Die technisch hochentwickelte Druckmaschine von manroland Goss für die Pizzaschachteln soll unter anderem mit einem automatischen Abwickler mit Bahnspeicher und Stoßklebung, Bahnreinigung, Bahnkantenregelung, Spezialzugeinheit plus fünf Offsetdruckwerken, einer Flexodruckeinheit, einem Elektronenstrahlhärter sowie einer Inline-Rotationsstanze Ende 2021 produktionsbereit sein. Sie bedruckt auch Kartonagen in anderen Stärken, etwa für Becher. Mit der Rollenoffsetlösung Varioman sei insgesamt ein Produktionsoutput möglich, der den Bogenoffsetdruck bis zu 100 Prozent übertreffe.
Postpress
Die Druck- und Postpressmaschinen unterscheiden sich beim Verpackungsdruck von denen im herkömmlichen Papierdruck, da das Verpackungsmaterial in der Regel dicker ist. Insbesondere beim Offsetdruck ist es zum Beispiel von erheblicher Bedeutung, ob eine Zeitung oder Faltschachtel in die Maschine kommt.
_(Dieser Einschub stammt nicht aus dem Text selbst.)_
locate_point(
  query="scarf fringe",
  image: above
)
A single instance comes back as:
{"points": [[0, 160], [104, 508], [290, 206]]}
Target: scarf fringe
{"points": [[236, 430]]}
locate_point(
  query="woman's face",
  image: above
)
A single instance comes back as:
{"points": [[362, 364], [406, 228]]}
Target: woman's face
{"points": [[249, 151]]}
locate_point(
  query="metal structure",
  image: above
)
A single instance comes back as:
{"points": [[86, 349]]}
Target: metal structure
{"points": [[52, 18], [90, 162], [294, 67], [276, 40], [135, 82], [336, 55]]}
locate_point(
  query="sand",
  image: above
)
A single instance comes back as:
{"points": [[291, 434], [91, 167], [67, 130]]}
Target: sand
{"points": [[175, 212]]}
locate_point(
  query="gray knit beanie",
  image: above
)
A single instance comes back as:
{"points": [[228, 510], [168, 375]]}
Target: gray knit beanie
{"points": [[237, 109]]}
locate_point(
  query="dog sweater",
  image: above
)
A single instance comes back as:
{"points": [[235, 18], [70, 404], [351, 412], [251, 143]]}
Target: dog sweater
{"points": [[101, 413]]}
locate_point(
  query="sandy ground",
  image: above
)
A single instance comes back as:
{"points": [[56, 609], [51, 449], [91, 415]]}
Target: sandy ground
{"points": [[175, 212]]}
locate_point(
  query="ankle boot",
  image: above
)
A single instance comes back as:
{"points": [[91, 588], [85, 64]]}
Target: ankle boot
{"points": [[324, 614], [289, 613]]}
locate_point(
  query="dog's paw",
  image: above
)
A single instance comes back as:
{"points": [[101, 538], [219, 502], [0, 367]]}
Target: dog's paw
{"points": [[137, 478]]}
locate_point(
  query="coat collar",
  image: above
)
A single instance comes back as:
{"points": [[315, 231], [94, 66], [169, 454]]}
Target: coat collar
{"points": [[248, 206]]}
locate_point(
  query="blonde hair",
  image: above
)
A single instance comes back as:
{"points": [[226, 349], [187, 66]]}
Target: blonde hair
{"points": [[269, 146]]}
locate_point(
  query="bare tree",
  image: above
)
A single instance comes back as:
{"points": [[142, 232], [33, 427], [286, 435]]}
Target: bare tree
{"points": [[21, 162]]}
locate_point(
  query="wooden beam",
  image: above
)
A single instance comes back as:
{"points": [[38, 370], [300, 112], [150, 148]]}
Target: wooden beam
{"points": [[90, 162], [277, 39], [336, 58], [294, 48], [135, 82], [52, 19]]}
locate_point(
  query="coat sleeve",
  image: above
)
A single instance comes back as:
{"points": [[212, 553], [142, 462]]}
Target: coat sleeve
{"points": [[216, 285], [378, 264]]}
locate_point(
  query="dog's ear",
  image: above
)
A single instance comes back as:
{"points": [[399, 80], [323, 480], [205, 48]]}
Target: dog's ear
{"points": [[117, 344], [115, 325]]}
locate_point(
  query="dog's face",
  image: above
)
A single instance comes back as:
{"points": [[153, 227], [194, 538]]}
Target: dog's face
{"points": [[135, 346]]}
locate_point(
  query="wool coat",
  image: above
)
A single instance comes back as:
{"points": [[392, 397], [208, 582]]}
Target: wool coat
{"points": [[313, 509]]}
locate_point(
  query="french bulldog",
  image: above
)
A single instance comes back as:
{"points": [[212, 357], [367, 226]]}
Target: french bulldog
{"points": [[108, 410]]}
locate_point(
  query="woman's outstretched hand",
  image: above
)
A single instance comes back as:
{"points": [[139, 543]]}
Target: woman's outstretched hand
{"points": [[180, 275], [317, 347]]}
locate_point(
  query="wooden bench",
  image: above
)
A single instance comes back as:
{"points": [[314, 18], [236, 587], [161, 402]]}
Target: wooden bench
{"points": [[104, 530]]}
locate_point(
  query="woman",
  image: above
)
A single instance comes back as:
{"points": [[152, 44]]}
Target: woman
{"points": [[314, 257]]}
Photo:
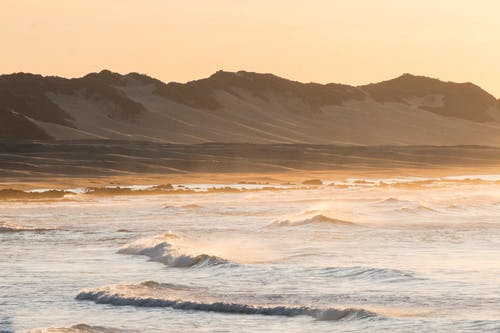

Im Postpress, also dem Schritt nach dem eigentlichen Druck, kommen Maschinen zur Weiterverarbeitung wie zum Stanzen, Lackieren oder für Prägungen zum Einsatz. Hier sind neue Anforderungen durch den Trend zu mehr Veredelung im Kommen. Längere und komplexere Maschinenkonfigurationen sind nötig, wenn zum Beispiel individuelle Abfolgen von Lack-, Druck- und Trockenwerken anstehen, mit denen sich verschiedene Applikationen umsetzen lassen.
Die Druckveredelung kann entweder inline (in der Druckmaschine) oder in einem anschließenden Prozess (offline) erfolgen. Es gibt Maschinen, die in nur einem Arbeitsgang drucken, veredeln und stanzen.
Glanz- und Metallic-Effekte, haptische Auspackerlebnisse durch Prägungen, Hologramme oder weiche Oberflächen sind ebenfalls gefragt und machen den Rüstprozess aufwendiger. Aber auch dabei ist die Lösung ein automatisierter Workflow sowie die digitale Datensteuerung. Eine automatisierte Logistik, etwa mithilfe von Robotern oder autonomen Systemen, kann zum Beispiel bei der Entsorgung der Druckplatten noch mehr Ressourcen einsparen.
Die Prozesskette wird in der Veredelung immer digitaler – auch getrieben durch kleinere Auflagen, um zum Beispiel Etiketten für unterschiedliche Länder verschieden zu gestalten, erklärt Walter Kurz, Vorstand der Leonhard Kurz Stiftung.
Veredelung
Veredelung dient nicht nur für die Optik am Point of Sale, sondern auch zum Schutz der Ware und der Produktsicherheit, etwa durch kratzfeste Beschichtung oder Nachverfolgbarkeit. Auch bei der Veredelung gibt es je nach Anforderung und Material verschiedene Verfahren. Ob klassischer Kunststoffspritzguss, Lackieren, Heißfolienprägung, Folienkaschieren, Beflockung oder Laserstanzen: die Liste der Verfahrenstechniken und -innovationen ist länger geworden.